I think what you are saying here is that in varying the 
combination of 6 properties, each with 3-4 possible values, you 
founded a complex preferential structure. But it still doesn't 
tell us whether and when self-archiving will cause cancellations.

> 5. The validity of inferring cancellation behaviour from the 
> findings:
>
> So, can we infer cancellation behaviour from the results? Yes, 
> we can. Because it is unrealistic to expect that everyone that 
> expresses a preference for acquiring a product that looks very 
> much like content on OA repositories would still continue to 
> acquire a paid-for version. Some will, of that we have very 
> little doubt. But likewise some won't.
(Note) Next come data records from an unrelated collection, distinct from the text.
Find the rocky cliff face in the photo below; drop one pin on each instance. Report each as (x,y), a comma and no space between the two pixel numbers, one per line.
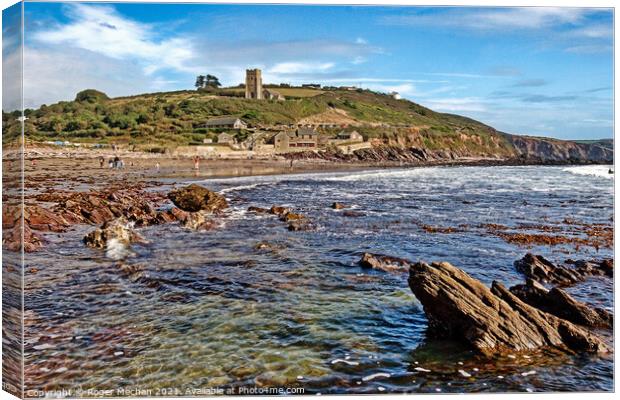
(558,151)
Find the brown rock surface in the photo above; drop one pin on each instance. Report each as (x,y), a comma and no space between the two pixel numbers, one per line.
(559,303)
(540,269)
(118,229)
(384,263)
(490,320)
(198,198)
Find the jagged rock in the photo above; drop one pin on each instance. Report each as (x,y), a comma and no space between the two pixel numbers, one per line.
(278,210)
(12,239)
(117,229)
(299,225)
(604,267)
(291,216)
(353,214)
(258,210)
(490,320)
(562,305)
(198,221)
(384,263)
(197,198)
(542,270)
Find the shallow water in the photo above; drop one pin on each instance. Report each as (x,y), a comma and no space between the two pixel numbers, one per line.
(206,309)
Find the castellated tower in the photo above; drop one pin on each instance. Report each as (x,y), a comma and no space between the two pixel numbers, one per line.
(253,84)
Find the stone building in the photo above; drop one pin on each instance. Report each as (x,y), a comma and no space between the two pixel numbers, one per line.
(354,136)
(297,140)
(226,123)
(271,94)
(253,84)
(225,138)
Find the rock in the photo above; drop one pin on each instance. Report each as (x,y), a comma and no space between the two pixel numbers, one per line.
(354,214)
(278,210)
(197,198)
(492,320)
(42,219)
(384,263)
(542,270)
(299,225)
(118,230)
(562,305)
(258,210)
(12,239)
(198,221)
(604,267)
(290,216)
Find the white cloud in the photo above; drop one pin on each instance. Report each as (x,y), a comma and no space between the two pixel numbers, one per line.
(460,104)
(102,30)
(51,75)
(300,67)
(496,19)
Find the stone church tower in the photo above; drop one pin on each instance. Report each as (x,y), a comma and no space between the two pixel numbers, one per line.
(253,84)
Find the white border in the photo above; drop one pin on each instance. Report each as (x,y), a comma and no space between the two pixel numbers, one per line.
(483,3)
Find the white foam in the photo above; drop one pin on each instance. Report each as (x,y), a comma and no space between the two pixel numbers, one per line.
(116,249)
(600,171)
(377,375)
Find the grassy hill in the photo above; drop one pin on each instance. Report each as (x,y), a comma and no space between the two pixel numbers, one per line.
(178,118)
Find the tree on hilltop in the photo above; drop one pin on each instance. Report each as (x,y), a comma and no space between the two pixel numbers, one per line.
(200,82)
(212,81)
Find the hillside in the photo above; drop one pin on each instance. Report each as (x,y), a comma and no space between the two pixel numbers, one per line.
(166,120)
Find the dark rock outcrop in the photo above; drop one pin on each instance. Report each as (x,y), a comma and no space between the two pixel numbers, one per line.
(384,263)
(562,305)
(118,229)
(546,150)
(492,320)
(198,198)
(540,269)
(198,221)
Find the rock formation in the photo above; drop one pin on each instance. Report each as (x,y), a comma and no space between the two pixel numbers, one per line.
(559,303)
(490,320)
(195,198)
(384,263)
(540,269)
(118,230)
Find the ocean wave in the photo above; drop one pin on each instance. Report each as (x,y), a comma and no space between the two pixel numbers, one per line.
(600,171)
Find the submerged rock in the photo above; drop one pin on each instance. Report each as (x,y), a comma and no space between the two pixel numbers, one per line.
(198,221)
(490,320)
(299,225)
(540,269)
(291,216)
(197,198)
(384,263)
(117,230)
(258,210)
(562,305)
(279,210)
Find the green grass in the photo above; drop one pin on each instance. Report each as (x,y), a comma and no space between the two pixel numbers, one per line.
(156,120)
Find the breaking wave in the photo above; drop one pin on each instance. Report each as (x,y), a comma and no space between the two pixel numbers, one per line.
(601,171)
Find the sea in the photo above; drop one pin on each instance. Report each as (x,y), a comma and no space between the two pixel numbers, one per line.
(251,307)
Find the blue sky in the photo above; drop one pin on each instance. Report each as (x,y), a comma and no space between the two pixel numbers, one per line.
(539,71)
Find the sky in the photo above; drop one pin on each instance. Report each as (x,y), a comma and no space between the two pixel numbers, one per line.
(537,71)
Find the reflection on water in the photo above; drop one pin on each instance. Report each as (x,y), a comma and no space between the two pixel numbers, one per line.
(206,309)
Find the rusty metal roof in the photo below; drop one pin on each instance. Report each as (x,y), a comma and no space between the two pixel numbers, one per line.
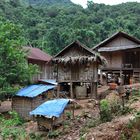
(37,54)
(120,33)
(120,48)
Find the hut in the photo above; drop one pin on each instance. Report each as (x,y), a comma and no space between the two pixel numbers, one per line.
(122,52)
(30,97)
(76,70)
(51,113)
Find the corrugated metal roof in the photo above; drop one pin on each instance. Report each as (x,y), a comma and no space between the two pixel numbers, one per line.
(49,81)
(37,54)
(52,108)
(34,90)
(111,49)
(109,39)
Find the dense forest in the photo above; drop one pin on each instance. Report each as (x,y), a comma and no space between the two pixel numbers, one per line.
(52,25)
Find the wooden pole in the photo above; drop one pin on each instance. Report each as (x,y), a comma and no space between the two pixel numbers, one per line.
(71,90)
(73,110)
(58,90)
(101,77)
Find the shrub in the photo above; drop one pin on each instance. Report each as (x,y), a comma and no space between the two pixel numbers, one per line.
(53,134)
(105,111)
(131,130)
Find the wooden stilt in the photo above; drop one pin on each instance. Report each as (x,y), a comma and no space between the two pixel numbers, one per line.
(101,77)
(73,110)
(58,90)
(71,90)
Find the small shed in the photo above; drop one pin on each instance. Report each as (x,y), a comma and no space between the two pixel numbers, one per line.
(30,97)
(76,67)
(51,113)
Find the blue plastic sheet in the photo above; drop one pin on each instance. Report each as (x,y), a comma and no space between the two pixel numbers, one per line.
(34,90)
(52,108)
(49,81)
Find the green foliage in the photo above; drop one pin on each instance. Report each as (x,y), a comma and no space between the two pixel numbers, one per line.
(10,127)
(14,68)
(53,134)
(69,115)
(92,123)
(105,111)
(131,130)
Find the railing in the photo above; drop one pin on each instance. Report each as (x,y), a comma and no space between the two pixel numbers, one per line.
(127,66)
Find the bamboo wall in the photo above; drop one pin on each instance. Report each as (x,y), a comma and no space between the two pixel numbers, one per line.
(77,73)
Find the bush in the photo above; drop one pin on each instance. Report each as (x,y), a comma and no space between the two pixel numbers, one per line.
(131,130)
(105,111)
(53,134)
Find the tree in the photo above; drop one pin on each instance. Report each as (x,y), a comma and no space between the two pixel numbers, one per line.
(14,68)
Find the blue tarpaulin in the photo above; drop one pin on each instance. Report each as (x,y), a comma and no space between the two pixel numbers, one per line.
(34,90)
(49,81)
(52,108)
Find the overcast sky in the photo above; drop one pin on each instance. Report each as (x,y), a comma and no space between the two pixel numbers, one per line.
(110,2)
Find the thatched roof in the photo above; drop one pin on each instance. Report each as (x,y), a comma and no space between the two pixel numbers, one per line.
(76,44)
(120,48)
(92,56)
(80,60)
(120,33)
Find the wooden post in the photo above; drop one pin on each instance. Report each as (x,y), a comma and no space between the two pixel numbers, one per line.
(91,85)
(73,110)
(121,78)
(71,90)
(58,90)
(101,77)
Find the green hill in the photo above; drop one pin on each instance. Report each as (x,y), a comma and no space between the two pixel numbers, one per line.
(51,27)
(43,3)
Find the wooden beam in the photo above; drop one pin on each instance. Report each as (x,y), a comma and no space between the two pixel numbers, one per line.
(101,76)
(71,90)
(58,90)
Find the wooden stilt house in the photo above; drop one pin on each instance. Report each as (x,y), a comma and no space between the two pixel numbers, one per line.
(76,70)
(31,97)
(122,52)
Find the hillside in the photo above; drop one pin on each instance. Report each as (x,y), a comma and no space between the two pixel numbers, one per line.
(43,3)
(52,27)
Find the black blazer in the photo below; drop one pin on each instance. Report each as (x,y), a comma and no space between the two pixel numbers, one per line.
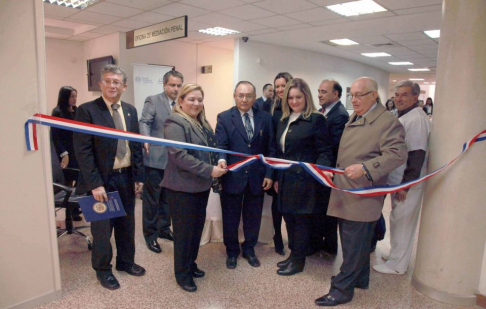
(63,139)
(337,117)
(231,135)
(306,141)
(96,154)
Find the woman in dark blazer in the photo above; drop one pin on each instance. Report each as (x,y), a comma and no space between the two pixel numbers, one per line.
(63,139)
(301,136)
(188,178)
(279,84)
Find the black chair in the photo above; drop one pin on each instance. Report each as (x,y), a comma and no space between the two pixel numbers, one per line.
(65,198)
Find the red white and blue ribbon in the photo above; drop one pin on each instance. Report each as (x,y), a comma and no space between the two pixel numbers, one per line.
(317,171)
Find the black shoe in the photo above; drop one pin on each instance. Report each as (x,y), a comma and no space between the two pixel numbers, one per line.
(252,260)
(108,281)
(284,263)
(167,235)
(188,286)
(329,301)
(231,262)
(280,251)
(198,273)
(294,267)
(154,246)
(134,270)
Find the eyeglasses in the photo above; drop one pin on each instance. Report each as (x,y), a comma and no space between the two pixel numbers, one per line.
(108,82)
(242,96)
(358,96)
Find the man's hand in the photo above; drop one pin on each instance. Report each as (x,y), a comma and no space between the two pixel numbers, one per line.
(65,161)
(401,195)
(138,188)
(354,171)
(267,183)
(100,194)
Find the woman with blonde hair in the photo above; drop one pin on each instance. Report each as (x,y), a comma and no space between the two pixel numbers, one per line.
(301,136)
(188,178)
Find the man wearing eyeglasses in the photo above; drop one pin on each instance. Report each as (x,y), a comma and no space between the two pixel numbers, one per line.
(249,130)
(156,110)
(108,165)
(372,145)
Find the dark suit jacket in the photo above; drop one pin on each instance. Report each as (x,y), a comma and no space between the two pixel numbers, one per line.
(306,141)
(337,118)
(231,135)
(96,154)
(187,170)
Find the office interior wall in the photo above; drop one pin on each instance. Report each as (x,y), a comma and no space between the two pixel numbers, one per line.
(261,62)
(29,262)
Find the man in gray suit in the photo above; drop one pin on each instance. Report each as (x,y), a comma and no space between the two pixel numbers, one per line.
(157,108)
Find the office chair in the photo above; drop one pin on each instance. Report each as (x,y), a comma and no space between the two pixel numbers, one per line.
(65,198)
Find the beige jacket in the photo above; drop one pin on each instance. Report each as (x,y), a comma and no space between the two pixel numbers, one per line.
(378,141)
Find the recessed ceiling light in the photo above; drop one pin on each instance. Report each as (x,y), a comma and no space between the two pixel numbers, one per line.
(77,4)
(218,31)
(419,70)
(433,34)
(401,63)
(374,55)
(343,42)
(356,8)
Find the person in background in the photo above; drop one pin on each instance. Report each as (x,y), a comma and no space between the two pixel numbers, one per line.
(390,106)
(301,136)
(63,139)
(157,108)
(261,102)
(188,177)
(275,109)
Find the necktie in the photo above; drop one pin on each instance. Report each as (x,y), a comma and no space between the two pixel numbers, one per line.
(248,127)
(121,149)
To that end I think we 
> *can infer cancellation will occur*. It may be after someone 
> has provided an organisational layer on top of the 
> repositories. It may be after improved librarian awareness of 
> the alternative has occurred. And it may require way more than 
> 15% of the material to be available on OA.
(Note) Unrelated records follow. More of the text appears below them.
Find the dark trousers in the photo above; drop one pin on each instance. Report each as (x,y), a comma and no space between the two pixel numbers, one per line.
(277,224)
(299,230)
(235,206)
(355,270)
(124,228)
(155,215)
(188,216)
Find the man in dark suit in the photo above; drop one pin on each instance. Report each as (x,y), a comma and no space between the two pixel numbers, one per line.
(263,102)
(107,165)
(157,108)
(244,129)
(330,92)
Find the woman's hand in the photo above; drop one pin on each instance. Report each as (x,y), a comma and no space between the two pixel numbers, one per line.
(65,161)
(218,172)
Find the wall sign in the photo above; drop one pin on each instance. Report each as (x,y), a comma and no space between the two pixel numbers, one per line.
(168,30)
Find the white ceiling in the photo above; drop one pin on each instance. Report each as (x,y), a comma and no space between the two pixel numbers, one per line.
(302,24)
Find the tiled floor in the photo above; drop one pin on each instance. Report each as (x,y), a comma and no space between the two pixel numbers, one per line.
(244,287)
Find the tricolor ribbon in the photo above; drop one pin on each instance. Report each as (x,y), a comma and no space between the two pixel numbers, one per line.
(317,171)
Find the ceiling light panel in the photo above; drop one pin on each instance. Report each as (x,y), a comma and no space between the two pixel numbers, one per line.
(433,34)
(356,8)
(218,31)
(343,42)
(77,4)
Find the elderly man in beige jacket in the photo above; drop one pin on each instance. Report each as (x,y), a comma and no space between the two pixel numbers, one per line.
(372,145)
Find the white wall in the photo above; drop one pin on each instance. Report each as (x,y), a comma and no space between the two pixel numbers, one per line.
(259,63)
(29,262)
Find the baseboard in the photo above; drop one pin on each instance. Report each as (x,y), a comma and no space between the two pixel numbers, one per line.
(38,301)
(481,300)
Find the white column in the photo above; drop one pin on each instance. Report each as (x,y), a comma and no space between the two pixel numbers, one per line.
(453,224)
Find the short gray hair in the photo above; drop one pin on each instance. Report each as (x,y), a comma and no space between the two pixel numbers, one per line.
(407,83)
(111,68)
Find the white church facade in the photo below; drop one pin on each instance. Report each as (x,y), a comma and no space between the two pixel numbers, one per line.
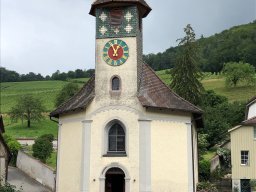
(125,130)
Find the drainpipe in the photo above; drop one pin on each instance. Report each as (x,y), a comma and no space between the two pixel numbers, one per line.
(193,156)
(57,153)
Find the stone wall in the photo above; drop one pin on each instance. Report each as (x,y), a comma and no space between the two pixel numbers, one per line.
(36,170)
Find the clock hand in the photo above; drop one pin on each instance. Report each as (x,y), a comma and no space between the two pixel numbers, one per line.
(115,50)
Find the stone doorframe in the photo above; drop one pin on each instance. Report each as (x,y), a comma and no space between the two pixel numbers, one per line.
(114,165)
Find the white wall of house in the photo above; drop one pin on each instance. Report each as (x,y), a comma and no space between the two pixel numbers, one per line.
(252,111)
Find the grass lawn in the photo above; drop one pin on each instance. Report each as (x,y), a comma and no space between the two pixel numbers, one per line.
(217,83)
(19,130)
(209,155)
(239,93)
(45,90)
(51,161)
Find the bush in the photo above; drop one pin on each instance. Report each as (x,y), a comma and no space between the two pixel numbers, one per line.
(43,147)
(9,188)
(225,157)
(206,187)
(49,137)
(204,170)
(14,147)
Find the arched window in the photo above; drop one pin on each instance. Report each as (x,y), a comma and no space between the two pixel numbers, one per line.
(115,84)
(116,139)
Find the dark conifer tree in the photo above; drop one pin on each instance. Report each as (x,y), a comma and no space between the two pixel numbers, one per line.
(186,73)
For those (like me) who happen to think that 100% OA 
self-archiving is likely eventually to cause cancellations, 
downsizing, and a transition to the OA cost-recovery, but that 
there is as yet no evidence of this, and that it is a matter of 
complete uncertainty how fast the self-archiving will grow, how 
soon the cancellation pressure will be felt, and how strong the 
cancellation pressure will be -- this study did not provide any 
new information.

For those empiricists (for whom I have some sympathy too), who 
simply say there is no evidence at all yet that self-archiving 
causes cancellations -- and that even in the few fields where 
self-archiving has been at or near 100% for some years there is 
still no such evidence -- it is likewise true that this study has 
not provided any new evidence: neither about *whether* there will 
be cancellations, nor, if so, about when and how much.